Rather than the few veg and bottle of organic gin which I had intended to buy at Borough Market, I instead came home laden with the following groceries.  Most organic.  All locally sourced.  And all for my £30.

  • 1 litre fresh Bramley apple juice from Norfolk (http://www.droveorchards.com/)
  • 1 large handful of samphire
  • 1 large bunch of flat leaf parsley, organic
  • 1 large garlic head, organic
  • 1 cucumber, organic
  • 1 fennel bulb, organic
  • 2 punnets gooseberries, organic
  • 4 punnets raspberries, organic
  • 1 100% rye bread, organic
  • 1 whole lemon sole, sustainably caught
  • 2 chicken thighs, organic & free range
  • 3 small buffalo steaks, organic
  • 6 eggs, organic & free range
  • 1 ball of fresh, homeade mozarella, organic
  • 1 large spanikopita
  • 2 small Portuguese custard tarts

I dare you to spend £30 at Tesco (or $50 at Loblaws for my Canadian readers) and do so well…

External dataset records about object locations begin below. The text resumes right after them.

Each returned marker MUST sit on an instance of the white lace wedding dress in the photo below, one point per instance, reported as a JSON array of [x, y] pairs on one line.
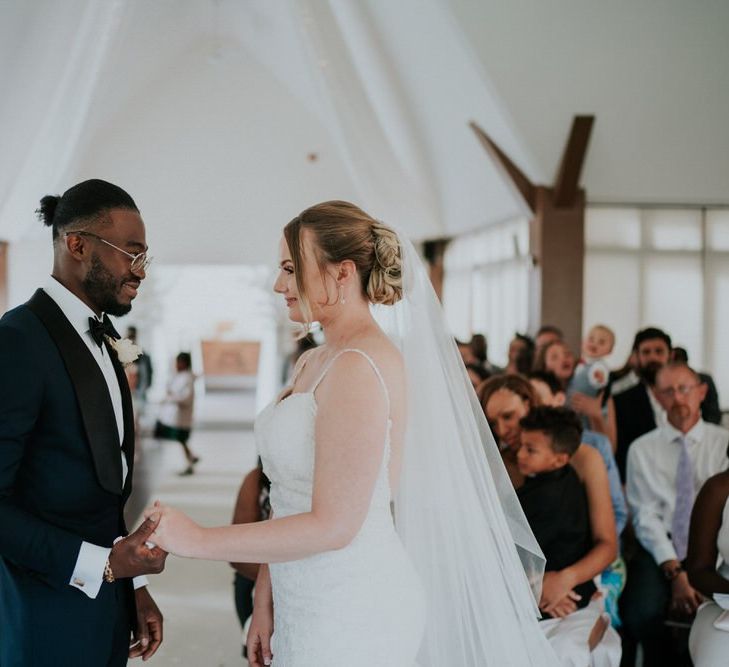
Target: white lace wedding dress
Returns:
[[361, 606]]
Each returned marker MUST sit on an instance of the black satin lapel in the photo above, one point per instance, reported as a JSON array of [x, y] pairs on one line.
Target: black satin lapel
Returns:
[[97, 411], [128, 412]]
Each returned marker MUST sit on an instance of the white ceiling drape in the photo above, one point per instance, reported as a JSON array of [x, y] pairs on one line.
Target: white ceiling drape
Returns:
[[52, 74]]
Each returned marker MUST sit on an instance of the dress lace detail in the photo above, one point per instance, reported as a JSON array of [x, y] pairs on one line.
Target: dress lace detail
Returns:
[[358, 606]]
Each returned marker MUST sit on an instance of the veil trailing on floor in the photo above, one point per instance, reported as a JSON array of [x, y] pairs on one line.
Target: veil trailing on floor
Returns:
[[455, 508]]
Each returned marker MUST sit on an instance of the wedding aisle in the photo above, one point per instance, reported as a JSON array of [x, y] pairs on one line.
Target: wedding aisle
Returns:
[[196, 597]]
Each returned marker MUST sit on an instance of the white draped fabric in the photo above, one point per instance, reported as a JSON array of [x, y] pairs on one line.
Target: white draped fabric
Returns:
[[50, 79], [207, 110]]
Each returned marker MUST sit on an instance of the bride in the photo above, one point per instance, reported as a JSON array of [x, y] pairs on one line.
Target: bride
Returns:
[[383, 412]]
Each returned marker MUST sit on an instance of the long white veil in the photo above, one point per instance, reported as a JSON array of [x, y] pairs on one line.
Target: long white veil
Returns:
[[456, 510]]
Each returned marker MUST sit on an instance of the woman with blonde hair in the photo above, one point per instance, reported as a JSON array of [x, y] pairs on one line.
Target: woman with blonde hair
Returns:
[[382, 413]]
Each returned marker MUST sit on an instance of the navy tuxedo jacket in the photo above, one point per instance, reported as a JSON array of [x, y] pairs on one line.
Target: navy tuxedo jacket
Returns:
[[60, 484]]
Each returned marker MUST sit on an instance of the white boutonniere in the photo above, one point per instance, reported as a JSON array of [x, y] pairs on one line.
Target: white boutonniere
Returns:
[[126, 351]]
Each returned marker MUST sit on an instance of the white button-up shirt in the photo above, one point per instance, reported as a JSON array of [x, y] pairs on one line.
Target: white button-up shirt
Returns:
[[651, 479], [88, 573]]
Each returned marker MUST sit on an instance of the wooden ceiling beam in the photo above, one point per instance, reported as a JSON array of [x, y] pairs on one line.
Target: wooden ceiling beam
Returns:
[[570, 170], [512, 174]]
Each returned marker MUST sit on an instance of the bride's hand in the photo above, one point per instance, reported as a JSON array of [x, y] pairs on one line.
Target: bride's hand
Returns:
[[176, 532], [258, 641]]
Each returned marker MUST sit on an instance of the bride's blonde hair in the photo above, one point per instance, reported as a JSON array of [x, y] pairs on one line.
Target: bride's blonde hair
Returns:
[[344, 231]]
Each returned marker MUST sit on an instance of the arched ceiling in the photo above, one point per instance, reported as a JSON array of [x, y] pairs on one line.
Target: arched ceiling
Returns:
[[224, 119]]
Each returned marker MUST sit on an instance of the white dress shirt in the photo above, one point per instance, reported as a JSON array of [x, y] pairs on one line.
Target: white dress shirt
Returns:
[[651, 479], [659, 412], [88, 574]]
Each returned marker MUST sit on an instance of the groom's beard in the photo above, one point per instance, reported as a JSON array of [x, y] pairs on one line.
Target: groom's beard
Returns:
[[103, 289]]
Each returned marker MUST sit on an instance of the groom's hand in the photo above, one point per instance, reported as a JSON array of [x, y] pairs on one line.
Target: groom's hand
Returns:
[[148, 631], [131, 557]]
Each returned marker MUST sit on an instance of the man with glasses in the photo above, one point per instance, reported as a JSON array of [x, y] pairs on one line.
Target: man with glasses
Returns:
[[72, 590], [666, 469], [637, 410]]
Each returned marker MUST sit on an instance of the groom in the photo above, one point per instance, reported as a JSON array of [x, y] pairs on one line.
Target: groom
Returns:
[[71, 592]]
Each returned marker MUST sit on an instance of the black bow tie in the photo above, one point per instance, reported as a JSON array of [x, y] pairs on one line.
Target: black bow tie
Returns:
[[100, 328]]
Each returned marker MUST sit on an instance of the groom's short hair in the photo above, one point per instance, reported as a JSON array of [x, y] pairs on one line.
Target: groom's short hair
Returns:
[[81, 205]]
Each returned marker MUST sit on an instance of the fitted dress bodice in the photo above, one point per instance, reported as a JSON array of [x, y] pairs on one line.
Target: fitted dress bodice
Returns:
[[361, 605]]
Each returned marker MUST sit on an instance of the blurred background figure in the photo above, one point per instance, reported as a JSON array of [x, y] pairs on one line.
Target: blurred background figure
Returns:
[[710, 410], [144, 371], [175, 415], [252, 504], [521, 355]]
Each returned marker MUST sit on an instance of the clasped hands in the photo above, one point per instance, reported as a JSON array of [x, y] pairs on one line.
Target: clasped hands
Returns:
[[558, 597], [174, 531]]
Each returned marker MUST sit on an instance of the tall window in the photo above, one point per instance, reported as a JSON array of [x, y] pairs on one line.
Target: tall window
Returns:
[[485, 287], [662, 267]]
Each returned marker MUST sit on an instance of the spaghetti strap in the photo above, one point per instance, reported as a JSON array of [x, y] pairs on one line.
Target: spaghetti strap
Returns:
[[372, 364]]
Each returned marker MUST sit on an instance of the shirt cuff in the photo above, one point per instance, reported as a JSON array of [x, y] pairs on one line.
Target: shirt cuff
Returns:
[[88, 574]]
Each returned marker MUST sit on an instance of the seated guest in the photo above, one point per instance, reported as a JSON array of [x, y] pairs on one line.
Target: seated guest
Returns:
[[710, 410], [550, 392], [709, 544], [637, 410], [521, 355], [555, 504], [557, 358], [612, 579], [587, 386], [505, 400], [665, 468]]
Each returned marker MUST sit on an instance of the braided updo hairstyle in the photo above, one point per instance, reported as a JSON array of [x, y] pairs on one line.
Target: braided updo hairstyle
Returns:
[[344, 231]]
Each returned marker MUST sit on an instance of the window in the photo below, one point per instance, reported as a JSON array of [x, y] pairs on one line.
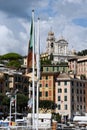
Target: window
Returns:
[[77, 98], [80, 91], [65, 107], [46, 94], [84, 99], [72, 98], [65, 90], [59, 90], [72, 83], [46, 85], [51, 45], [59, 98], [40, 85], [72, 90], [65, 98], [59, 107], [65, 83], [46, 77], [80, 99]]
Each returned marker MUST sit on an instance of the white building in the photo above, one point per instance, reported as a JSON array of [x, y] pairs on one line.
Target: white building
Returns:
[[58, 48]]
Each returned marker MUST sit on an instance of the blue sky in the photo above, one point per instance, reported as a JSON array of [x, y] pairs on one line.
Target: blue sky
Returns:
[[67, 18]]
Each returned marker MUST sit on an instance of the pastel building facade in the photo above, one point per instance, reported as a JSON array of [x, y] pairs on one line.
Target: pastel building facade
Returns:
[[70, 95]]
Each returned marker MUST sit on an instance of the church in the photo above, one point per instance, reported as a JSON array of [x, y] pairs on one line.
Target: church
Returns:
[[58, 49]]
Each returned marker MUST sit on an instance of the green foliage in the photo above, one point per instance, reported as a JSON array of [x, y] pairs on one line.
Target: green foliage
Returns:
[[46, 62], [14, 63], [56, 116], [22, 101]]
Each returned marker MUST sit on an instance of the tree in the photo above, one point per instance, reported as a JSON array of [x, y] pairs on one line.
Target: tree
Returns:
[[82, 53], [22, 101]]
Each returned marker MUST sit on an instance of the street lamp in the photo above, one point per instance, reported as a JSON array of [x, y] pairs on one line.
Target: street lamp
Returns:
[[9, 95], [11, 101]]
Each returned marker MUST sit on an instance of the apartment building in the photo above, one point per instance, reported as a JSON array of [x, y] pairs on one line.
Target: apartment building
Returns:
[[78, 65], [70, 95], [47, 86]]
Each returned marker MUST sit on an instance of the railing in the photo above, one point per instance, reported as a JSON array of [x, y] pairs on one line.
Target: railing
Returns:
[[22, 128]]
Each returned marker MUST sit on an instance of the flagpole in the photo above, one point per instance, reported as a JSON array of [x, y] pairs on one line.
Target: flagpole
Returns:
[[38, 70], [33, 82]]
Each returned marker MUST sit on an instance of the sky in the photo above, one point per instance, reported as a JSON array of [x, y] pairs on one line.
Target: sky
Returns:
[[67, 18]]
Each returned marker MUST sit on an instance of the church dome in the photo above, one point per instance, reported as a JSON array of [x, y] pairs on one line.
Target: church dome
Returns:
[[50, 33]]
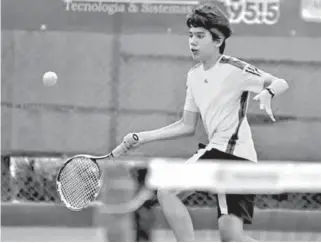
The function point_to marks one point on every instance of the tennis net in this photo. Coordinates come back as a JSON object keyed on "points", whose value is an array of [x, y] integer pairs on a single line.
{"points": [[287, 207], [283, 209]]}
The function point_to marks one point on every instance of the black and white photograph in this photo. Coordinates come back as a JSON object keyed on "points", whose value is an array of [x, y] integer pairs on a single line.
{"points": [[160, 120]]}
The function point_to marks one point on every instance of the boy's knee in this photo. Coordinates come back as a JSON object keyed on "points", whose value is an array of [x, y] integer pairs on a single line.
{"points": [[230, 228]]}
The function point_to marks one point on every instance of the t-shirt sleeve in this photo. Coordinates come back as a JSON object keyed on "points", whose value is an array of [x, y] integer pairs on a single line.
{"points": [[190, 104]]}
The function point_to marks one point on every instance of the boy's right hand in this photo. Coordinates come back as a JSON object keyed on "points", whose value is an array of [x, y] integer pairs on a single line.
{"points": [[132, 140]]}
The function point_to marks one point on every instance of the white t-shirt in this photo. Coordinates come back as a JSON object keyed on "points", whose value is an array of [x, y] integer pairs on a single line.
{"points": [[221, 96]]}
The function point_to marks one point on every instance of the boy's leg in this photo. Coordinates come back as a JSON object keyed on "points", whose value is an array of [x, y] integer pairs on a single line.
{"points": [[234, 210], [177, 215]]}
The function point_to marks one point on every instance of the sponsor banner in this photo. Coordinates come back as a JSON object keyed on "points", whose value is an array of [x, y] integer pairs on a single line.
{"points": [[248, 17]]}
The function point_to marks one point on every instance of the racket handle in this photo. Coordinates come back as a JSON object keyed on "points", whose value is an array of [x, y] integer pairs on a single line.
{"points": [[125, 146]]}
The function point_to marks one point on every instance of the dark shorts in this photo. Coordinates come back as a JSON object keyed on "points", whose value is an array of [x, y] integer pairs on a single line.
{"points": [[240, 205]]}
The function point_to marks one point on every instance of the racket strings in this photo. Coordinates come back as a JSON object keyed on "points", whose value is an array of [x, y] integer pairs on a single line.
{"points": [[80, 181]]}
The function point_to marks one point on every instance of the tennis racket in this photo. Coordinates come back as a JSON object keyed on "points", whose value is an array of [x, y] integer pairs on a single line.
{"points": [[79, 179]]}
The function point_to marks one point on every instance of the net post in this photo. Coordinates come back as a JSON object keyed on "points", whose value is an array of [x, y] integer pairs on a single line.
{"points": [[117, 188]]}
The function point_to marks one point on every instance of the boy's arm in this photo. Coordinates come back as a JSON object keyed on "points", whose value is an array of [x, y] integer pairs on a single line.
{"points": [[184, 127], [257, 81], [266, 85]]}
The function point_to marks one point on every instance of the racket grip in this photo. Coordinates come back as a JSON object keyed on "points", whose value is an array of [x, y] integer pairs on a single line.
{"points": [[125, 146]]}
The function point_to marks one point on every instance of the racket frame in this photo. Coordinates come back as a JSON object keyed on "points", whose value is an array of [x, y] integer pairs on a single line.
{"points": [[100, 182]]}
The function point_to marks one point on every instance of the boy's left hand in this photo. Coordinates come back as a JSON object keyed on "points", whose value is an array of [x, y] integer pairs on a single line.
{"points": [[265, 99]]}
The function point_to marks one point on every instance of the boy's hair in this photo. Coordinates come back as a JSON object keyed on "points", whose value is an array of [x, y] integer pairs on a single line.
{"points": [[210, 17]]}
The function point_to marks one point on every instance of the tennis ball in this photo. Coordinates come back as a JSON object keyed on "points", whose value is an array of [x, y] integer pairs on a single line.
{"points": [[50, 78]]}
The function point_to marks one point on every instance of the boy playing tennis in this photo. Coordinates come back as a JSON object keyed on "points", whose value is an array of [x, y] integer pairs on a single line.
{"points": [[218, 90]]}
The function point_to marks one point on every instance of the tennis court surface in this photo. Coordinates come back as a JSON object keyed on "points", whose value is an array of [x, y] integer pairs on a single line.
{"points": [[49, 222]]}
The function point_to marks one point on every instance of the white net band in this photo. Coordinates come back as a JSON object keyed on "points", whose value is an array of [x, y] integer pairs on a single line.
{"points": [[234, 177]]}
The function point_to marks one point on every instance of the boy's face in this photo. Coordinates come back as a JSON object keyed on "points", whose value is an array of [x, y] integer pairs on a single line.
{"points": [[201, 44]]}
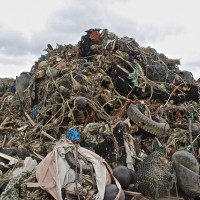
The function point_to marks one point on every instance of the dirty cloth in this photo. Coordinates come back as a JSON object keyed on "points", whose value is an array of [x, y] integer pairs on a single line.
{"points": [[53, 172]]}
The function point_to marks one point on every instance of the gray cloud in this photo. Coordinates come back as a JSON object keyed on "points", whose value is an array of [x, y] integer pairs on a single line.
{"points": [[68, 24]]}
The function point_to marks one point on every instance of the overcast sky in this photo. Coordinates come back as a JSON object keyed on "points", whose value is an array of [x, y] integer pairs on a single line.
{"points": [[27, 26]]}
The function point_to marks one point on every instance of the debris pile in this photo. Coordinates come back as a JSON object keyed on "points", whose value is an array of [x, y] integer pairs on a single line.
{"points": [[102, 119]]}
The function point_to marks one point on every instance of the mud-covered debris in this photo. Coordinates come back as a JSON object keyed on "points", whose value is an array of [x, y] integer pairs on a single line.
{"points": [[107, 96]]}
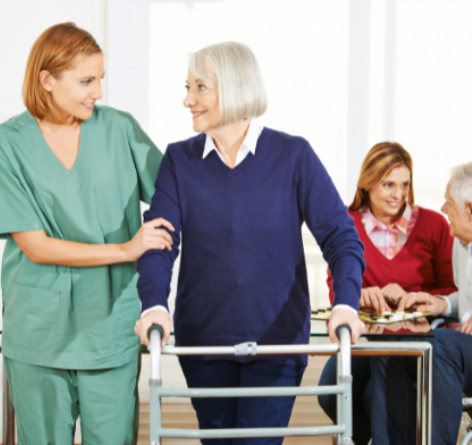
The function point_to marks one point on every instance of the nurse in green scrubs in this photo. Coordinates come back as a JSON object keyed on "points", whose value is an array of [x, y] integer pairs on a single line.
{"points": [[72, 175]]}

The spanikopita was absolutely yumlicious and I scoffed it for my lunch as soon as I got home.  The Bramley apple juice is extremely more-ish and very dry, and I suspect it will make an excellent apple gimlet – I do realise there is probably no such thing as an apple gimlet, but I decided on the way home that it sounded like a good idea.  A nice pre-dinner cocktail.  As a starter for dinner tonight, I think the mozarella ball will be nice, sliced thinly and served on a plate, alternated between slices of ripe vine tomatoes and basil leaves and sprinkled lightly with a sort of Portuguese version of fleur de sel which I have and some coarsely ground organic black pepper.  The chicken thighs will be massaged in butter before being doused in olive oil, garlic and slices of lemon and being roasted in the oven later tonight for my boyfriend’s dinner while I have the lemon sole on a bed of samphire.  I’ve never made lemon sole, but I recently saw on Saturday Kitchen how to ripe the skin off in one single, swift yank – not dissimilar to leg waxing actually.  Dessert will consist of the raspberries, which are already starting to melt, they’re so ripe, crudely poured overtop of the Portuguese custard tarts and followed by a cup of hot Ethiopian roast coffee.

So, not to sound pushy, but get out there, find your Farmer’s Market and buy something special to cook for someone you love.  Even that person is just you.